MLB: Toronto Blue Jays at New York Yankees Andy Marlin-USA TODAY Sports

I’m going to do my best not to break out into an all-out rant here, as that was always saved for the great Greg Kirkland (who is hopefully enjoying blogger retirement), but man, the Dellin Betances news is so upsetting that I just might not be able to hold back this time.

First, the latest Betances injury is simply devastating for a player who worked all season to get back to health and help the Yankees in their quest for a World Series. A freak Achilles injury, owing to a seemingly harmless hop on the mound during his first and only appearance of the season, has ended the big righty’s season. Even worse, it has possibly extinguished his hopes of a big free agent contract that, quite frankly, he deserved years before his age-31 season.

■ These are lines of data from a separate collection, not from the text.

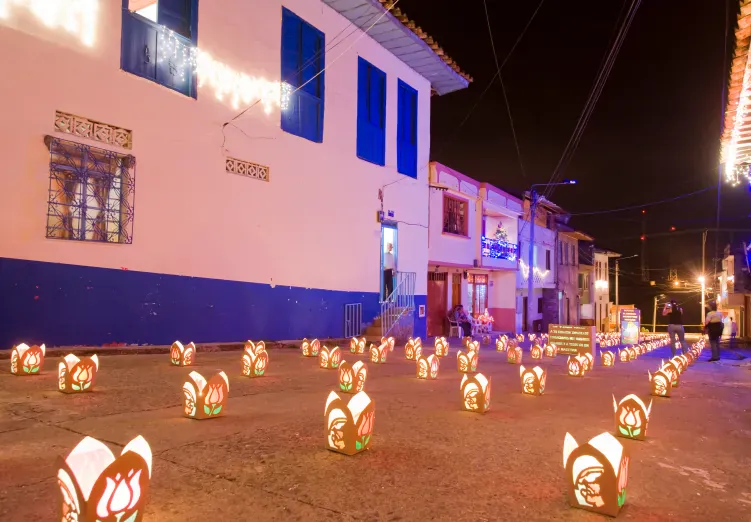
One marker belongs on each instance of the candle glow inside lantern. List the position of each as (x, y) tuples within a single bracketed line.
[(352, 378), (255, 359), (349, 427), (476, 393), (466, 362), (427, 367), (631, 417), (205, 400), (533, 380), (310, 348), (97, 486), (27, 360), (597, 473), (76, 375)]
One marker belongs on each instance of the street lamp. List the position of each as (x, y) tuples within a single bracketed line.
[(531, 266)]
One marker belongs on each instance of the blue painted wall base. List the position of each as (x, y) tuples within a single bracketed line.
[(63, 305)]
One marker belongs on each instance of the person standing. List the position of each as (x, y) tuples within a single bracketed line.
[(713, 328), (675, 325)]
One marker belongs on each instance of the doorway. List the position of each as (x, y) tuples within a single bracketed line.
[(389, 254)]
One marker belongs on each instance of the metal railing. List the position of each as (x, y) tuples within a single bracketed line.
[(400, 303)]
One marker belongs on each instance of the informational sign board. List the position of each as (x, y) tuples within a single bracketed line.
[(573, 340), (630, 325)]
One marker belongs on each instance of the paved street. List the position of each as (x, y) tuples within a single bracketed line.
[(428, 460)]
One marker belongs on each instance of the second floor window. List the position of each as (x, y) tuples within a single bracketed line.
[(303, 62), (454, 216)]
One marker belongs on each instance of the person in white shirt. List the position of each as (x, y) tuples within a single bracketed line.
[(389, 266)]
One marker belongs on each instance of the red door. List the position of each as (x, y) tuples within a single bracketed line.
[(436, 314)]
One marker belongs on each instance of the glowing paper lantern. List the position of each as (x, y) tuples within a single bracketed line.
[(349, 427), (255, 359), (352, 378), (182, 355), (533, 380), (329, 358), (467, 362), (76, 375), (205, 400), (357, 345), (476, 393), (631, 417), (96, 486), (378, 353), (427, 367), (597, 473), (25, 360), (310, 348)]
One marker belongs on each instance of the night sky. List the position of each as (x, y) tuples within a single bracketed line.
[(654, 134)]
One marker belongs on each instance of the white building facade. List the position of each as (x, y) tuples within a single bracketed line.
[(210, 171)]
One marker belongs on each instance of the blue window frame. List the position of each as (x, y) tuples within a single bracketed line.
[(303, 62), (406, 132), (371, 113), (149, 50)]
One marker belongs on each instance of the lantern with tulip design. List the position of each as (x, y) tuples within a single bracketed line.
[(427, 367), (631, 417), (475, 393), (596, 473), (352, 378), (349, 427), (205, 399), (76, 375), (26, 360), (255, 359), (97, 486)]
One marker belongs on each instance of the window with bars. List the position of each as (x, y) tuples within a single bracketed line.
[(454, 216), (91, 193)]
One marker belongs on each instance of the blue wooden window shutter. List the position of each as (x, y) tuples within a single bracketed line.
[(371, 113), (303, 58)]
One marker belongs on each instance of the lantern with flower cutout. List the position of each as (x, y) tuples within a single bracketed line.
[(475, 393), (76, 375), (349, 427), (631, 417), (255, 359), (427, 367), (27, 360), (533, 380), (596, 473), (97, 486), (352, 377), (205, 399)]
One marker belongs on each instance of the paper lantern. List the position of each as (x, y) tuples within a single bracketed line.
[(352, 378), (255, 359), (533, 380), (660, 383), (631, 417), (310, 348), (514, 355), (76, 375), (205, 400), (329, 358), (441, 347), (597, 473), (476, 393), (97, 486), (467, 362), (349, 427), (427, 367), (378, 353), (182, 355), (413, 349), (26, 360)]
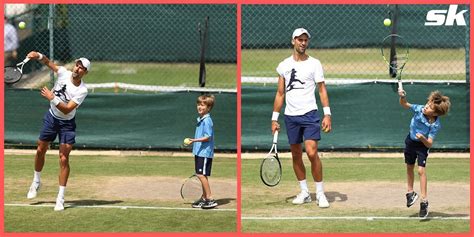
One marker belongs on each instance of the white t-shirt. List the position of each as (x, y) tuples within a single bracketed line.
[(300, 84), (66, 91)]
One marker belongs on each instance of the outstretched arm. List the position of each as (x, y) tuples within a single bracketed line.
[(45, 60), (278, 103), (403, 99)]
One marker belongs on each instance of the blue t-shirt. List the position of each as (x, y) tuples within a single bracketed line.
[(204, 128), (420, 124)]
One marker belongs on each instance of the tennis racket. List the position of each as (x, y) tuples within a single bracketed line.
[(395, 53), (191, 189), (270, 168), (13, 74), (203, 40)]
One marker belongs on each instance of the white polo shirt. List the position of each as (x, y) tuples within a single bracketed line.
[(300, 84), (66, 91)]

Prior to this season, Betances avoided arbitration with a $7.25-million deal, his last before finally hitting free agency, where he could have at last earned a contract commensurate with his market value. Now, that contract may never come, despite the fact that Betances has been one of the most valuable relievers in all of baseball for his entire career.

Betances earned four straight All-Star nods from 2014-2017, and through those four seasons, his yearly strikeout totals were four of the top-10 highest totals in all of baseball. The only player to post a higher strikeout total in one season was Josh Hader in 2018, when he struck out 143 batters. Betances logged more total strikeouts than any of reliever from the start of the 2014 season to the end of 2018, and in only two of those years did he make more than $507,500.

Prior to the 2017 season, after Betances’ third straight All-Star season in which he struck out 126 batters in 73 innings, he was infamously dragged through the mud by team president Randy Levine after Betances lost an arbitration case over $2 million. Two. Million. Dollars. Instead of giving Betances, the team’s most valuable bullpen arm, $5 million, Levine and the Yanks gave him $3 million. Levine said Betances’ pay request “had no bearings in reality”. Basically, the head of the Yankees decided that because Betances wasn’t a closer, he didn’t deserve the extra $2 million, which is the Yankees’ pay equivalent of impulse-buying a pack of gum at the local supermarket.

Let’s not forget that later that year, Betances DID become the closer after Aroldis Chapman got hurt, and Betances responded by pitching 9 23 scoreless innings, recording 19 strikeouts and six saves. Still, through his incredible career, he’s only made a total of $18,385,526 through his eight seasons, per Spotrac. He should have been guaranteed far in excess of that total this winter, but that payday is in deep trouble now.

This, of course, represents one of the biggest problems facing MLB today. Players are breaking into the major leagues and becoming stars at incredibly young ages, and they deserve to be paid before they hit free agency deep into their careers. How can Betances be restricted from the free market eight seasons into his career ? Shouldn’t young stars be able to get paid based on their star-studded seasons, like Betances’ from 2014 to 2018? Instead, players are told they’re not worth relatively small salaries in ugly arbitration hearings, despite all numbers demonstrating that they are among the most valuable players on the team. Betances should have already been paid, and now, thanks to an incredibly unfortunate injury, he may never get what he truly deserved.

This problem doesn’t start and end with Betances. Gleyber Torres, on track for a 40-homer season at just 22 years old, won’t hit free agency until 2025. Sure, the Yanks can extend him and avoid arbitration, but that’s not guaranteed. So, one of the brightest young stars in baseball won’t have an opportunity at a big contract until he’s almost 30. That’s simply unfair, and it hurt Betances in the worst way this season, though it should have never been this way.